Bennedsgaard believes the milk quality improvements are related to improved cleaning, milking unit attachment and teat spraying in the new models. However, differentiated vacuum – depending on milk flow – can have a positive effect on individual cows’ SCC. “Improved sensors and data evaluation have also encouraged more farmers to use the automatic separation of abnormal milk.”

Bennedsgaard said that comparing test-day records from AMS and conventionally milked herds can be difficult. “Until now, AMS test-day records have been less reliable due to milk carryover and milk components from previously milked cows in the sampling process. As a result, a higher percentage of cows with new acute high cell counts are seen, though the percentage of cows with chronic high SCC remains largely unchanged. If the sampling process is not optimized, the carryover can be as high as 10 percent, which has a large effect on SCC. It is important to evaluate whether other measurements in the milking system are affected by carryover, including integrated cell counting, LDH (L-lactate dehydrogenase), color or conductivity measurements.”

Measurements can be overwhelming

When using new sensors in a milking system, Bennedsgaard recommends farmers take time to adapt to this abundance of information. For example, SCC numbers fluctuate on a daily basis. “The first reaction might be that either the test-day records or sensor data must be wrong,” he commented. “Most farmers will primarily use the aggregated parameters made available by the milking system as a score or risk of infection. However, learning to understand the different graphs showing the variation between milkings can help farmers make better treatment and/or culling decisions.”

Figure 1 shows different graphs for a cow infected with non-aureus staphylococci in a single quarter. After the first couple of weeks of lactation, the online cell counter (OCC) cell count shows periodic bursts but mostly stays low. The HerdNavigator mastitis risk shows small rises at the same time but doesn’t give an alarm due to the short duration of spikes in infection level. The red and blue markings in the middle graphs are Bennedsgaard’s additions to show the difference in information available with two different sets of two test-day recordings one week apart. “If the test days were at the red markings, the conclusion would be a falling SCC or even ‘cure’,” Bennedsgaard explained. “For the blue markings, the conclusion would be a new infection.”

Figure 1. Three graphs for the same cow in a herd with DeLaval VMS with HerdNavigator or OCC. The graphs show milk production and HerdNavigator mastitis risk (upper graphs), OCC cell count (middle), measurements of blood (red) and conductivity (purple), and yield per hour (green) for one of the quarters (green).
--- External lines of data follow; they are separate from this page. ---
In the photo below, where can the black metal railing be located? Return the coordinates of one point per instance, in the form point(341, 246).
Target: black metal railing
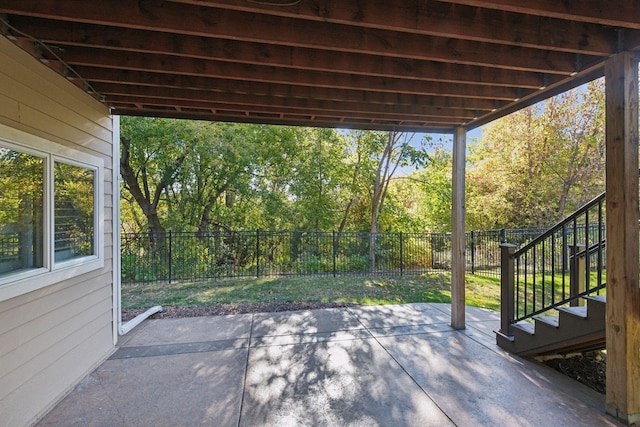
point(193, 256)
point(557, 268)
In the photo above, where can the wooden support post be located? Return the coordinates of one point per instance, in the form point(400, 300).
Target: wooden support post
point(623, 293)
point(507, 287)
point(457, 231)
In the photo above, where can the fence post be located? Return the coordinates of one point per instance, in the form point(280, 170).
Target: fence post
point(507, 287)
point(170, 256)
point(577, 273)
point(401, 264)
point(258, 253)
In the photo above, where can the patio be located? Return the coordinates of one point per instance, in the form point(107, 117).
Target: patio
point(397, 365)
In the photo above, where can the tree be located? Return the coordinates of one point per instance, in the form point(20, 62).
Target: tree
point(535, 165)
point(382, 153)
point(152, 154)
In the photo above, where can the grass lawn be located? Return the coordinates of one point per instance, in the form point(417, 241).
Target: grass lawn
point(365, 290)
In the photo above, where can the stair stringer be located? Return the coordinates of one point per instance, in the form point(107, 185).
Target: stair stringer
point(574, 329)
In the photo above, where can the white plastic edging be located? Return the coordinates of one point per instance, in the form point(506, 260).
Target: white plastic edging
point(124, 329)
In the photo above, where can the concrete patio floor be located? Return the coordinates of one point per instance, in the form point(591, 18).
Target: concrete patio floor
point(397, 365)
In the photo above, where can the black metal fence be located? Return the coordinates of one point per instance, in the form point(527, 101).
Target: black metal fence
point(192, 256)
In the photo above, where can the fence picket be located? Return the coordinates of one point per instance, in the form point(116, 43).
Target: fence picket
point(195, 256)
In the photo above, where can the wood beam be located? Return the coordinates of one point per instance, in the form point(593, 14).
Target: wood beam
point(441, 19)
point(452, 116)
point(623, 291)
point(165, 70)
point(140, 41)
point(233, 25)
point(275, 119)
point(616, 13)
point(220, 87)
point(458, 264)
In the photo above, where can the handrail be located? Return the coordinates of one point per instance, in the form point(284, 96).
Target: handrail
point(561, 265)
point(593, 202)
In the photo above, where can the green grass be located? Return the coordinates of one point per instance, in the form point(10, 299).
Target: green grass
point(480, 291)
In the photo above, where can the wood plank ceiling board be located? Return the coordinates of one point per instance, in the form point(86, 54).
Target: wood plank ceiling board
point(428, 66)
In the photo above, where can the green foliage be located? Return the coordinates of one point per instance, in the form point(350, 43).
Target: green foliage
point(533, 167)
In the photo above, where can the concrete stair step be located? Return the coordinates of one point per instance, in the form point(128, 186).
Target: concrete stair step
point(551, 321)
point(580, 327)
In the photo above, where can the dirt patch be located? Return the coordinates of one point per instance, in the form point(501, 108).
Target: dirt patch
point(224, 309)
point(589, 368)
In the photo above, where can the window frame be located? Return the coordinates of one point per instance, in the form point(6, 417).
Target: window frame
point(23, 281)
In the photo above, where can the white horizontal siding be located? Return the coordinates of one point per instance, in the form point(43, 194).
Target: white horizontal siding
point(50, 338)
What can we learn from sensor data? Bennedsgaard replied, “When going through cow data in herds with sensor data and information on repeated culture of teats, we often find a group of cows with nearly constantly low SCC or other mastitis indicators, but a constant infection of Staphylococcus aureus, for example. Normally, we don’t have any information whether these cows are infected with the same strain of Staph. aureus as the cows with high SCC. These cows could be characterized as having ‘silent mastitis,’ with an SCC <200,000, for example, 75 percent of the time.” Looking to the future, Bennedsgaard said that the better sensor data we get the easier these cows can be identified. “Currently, carryover and senor instability can make identifying these cows difficult.”

Moving forward, Bennedsgaard wonders if indirect measurements will be precise enough to identify “silent mastitis” cows. “Maybe we need cheap and reliable direct measurements of pathogens to identify these cows. However, today’s ‘carryover problem’ is probably the biggest challenge to effectively use sensor data for making udder health management decisions.”

The National Mastitis Council does not support one product or business over another. Any mention herein is meant as an example – not an endorsement.